Protostack’s ATmega32A Development Kit is the first 40-pin AVR dev board from the company, with all other boards based on a 28-pin AVR design. The tricked-out kit was recently reviewed by TweakTown’s Charles Gantt, who described the board as a “winner” for both engineers and DIY Makers.

“The microcontroller (Atmel’s ATmega32A MCU) featured in this kit has ample program memory for even the most code-heavy DIY projects. With all of the extra prototyping space and stackability, only the sky is the limit to what you can put together with this board,” Gantt wrote in detailed TweakTown review.

“The extra I/O that you gain from the 40-pin chip will definitely come in handy in some of my upcoming projects as well. The fact that Protostack includes a power supply on this board is a major plus for me as I have yet to dive in and purchase a proper bench-top power supply.”

According to Gantt, the only drawback to the board is the lack of an on-board USB to UART, which can be solved by adding solder pads for a FTDI FT232RL USB -UART chip as well as pads and holes for the supporting circuitry.

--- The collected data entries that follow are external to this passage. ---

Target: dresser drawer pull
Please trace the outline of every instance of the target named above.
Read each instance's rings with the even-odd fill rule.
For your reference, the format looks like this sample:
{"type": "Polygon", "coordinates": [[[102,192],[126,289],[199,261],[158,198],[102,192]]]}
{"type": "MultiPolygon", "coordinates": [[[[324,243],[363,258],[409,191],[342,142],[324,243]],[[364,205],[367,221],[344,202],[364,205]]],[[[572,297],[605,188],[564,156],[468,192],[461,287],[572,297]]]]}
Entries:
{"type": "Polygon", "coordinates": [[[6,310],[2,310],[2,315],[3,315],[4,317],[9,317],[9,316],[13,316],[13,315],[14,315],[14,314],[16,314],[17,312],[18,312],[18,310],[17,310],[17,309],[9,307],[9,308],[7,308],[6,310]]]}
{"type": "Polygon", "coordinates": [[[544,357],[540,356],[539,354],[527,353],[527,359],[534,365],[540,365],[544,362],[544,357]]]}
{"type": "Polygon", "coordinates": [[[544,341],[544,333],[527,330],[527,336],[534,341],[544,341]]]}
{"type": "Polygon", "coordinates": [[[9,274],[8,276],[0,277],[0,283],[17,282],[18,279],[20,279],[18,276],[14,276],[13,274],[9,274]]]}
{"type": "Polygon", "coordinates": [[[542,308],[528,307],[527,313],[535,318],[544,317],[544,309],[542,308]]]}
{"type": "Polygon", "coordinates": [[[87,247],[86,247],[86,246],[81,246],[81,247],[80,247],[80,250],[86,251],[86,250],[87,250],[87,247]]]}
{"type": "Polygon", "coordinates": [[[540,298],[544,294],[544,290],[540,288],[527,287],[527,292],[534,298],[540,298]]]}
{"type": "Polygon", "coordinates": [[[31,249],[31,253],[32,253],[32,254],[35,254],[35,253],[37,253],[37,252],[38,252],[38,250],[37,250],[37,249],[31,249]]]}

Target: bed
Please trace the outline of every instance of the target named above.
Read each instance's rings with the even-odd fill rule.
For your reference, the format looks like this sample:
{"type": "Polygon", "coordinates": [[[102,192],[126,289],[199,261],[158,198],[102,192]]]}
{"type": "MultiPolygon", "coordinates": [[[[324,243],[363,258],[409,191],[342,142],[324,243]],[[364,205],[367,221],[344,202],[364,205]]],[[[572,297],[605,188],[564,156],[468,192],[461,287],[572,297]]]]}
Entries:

“That said, I do fully understand why Protostack chose to leave these components out. The FTDI chip is only available in surface-mount packages, and for some customers that may be a tough soldering task,” he explained.

“Someone like me would have no issues soldering on one, and I feel that those who may feel that it is too tough of a task could continue to use the 10-pin ISP header as they normally would.”

Nevertheless, Gannt emphasized that he was quite pleased with the kit and plans to use it in an upcoming project that involves Halloween animatronics.

“Protostack has done an excellent job designing a development kit around the ATmega32U microcontroller, [going] above and beyond in extra features,” he concluded.

“With the kit retailing for just $22.85 there is no reason for any maker not to own at least one. The lack of on-board USB to UART conversion will set you back another $18 for a USBASP programmer, but I see that as an investment in which I will use over and over throughout the years.”